Mise en place limitée du compte pénibilité en 2015


Le Premier ministre Manuel Valls a confirmé le 2 juillet 2014 que le périmètre du futur compte personnel de prévention de la pénibilité, qui permet un départ anticipé à la retraite, sera dans un premier temps plus restreint que prévu.    

Manuel Valls

La mise en place du compte personnel de prévention de la pénibilité va être étalée dans le temps.
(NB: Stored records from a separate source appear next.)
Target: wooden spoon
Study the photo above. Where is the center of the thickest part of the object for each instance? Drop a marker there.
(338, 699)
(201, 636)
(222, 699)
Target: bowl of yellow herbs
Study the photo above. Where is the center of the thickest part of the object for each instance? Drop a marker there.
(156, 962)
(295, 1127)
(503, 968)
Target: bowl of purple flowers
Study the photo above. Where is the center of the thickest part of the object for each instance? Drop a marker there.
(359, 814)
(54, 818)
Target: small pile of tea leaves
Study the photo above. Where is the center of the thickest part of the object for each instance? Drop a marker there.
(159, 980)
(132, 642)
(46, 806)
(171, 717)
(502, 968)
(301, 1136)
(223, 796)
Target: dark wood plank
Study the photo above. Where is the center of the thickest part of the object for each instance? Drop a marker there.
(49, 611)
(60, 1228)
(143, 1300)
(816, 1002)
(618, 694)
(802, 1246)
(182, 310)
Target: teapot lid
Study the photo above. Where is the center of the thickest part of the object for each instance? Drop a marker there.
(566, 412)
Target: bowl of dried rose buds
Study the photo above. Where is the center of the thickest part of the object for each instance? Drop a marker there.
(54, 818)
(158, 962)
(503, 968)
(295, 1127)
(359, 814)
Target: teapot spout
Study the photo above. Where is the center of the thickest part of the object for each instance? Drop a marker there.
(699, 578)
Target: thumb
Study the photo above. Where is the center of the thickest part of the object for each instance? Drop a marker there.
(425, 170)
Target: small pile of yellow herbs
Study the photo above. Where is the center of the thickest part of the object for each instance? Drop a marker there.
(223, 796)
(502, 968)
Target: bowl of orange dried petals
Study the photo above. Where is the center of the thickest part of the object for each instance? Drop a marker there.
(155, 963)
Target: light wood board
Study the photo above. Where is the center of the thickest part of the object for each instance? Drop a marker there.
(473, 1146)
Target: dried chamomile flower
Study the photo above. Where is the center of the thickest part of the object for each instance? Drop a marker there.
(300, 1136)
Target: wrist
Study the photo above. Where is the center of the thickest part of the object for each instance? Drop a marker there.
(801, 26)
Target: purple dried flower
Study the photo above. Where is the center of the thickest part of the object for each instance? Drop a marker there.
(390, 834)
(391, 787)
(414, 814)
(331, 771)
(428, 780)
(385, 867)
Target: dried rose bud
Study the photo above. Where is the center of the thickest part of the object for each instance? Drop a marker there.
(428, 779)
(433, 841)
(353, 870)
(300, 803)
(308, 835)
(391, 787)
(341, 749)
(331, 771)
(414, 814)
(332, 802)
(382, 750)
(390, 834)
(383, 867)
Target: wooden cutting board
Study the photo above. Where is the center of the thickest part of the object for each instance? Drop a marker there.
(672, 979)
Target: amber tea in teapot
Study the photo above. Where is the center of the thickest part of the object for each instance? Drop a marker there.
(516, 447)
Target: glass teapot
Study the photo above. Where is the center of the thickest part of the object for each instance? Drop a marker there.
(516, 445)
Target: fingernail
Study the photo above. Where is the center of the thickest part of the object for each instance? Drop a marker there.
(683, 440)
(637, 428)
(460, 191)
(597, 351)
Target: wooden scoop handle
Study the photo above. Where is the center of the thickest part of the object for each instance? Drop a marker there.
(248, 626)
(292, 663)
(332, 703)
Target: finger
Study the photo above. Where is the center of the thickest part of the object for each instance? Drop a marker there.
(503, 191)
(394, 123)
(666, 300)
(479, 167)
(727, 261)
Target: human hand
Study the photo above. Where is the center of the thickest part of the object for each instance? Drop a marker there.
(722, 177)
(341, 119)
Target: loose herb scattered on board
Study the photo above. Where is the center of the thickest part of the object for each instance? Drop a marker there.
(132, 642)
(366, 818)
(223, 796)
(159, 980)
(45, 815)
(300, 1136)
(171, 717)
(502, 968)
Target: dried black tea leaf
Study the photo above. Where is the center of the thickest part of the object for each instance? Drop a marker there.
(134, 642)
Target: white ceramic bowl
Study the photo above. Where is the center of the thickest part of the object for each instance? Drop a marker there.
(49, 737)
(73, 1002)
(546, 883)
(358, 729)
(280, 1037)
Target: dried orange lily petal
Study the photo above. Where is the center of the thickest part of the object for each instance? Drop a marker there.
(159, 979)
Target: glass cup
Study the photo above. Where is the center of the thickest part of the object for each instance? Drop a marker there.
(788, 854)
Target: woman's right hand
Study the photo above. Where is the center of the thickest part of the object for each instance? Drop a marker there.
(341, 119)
Manuel Valls a confirmé le 2 juillet 2014 sur BFM TV ce qu’il avait annoncé la veille dans une interview publiée sur le site Internet du quotidien Les Echos : ce dispositif, instauré par la dernière réforme des retraites et qui va permettre aux salariés exposés aux risques professionnels de notamment partir plus tôt à la retraite, va entrer partiellement en vigueur le 1er janvier 2015.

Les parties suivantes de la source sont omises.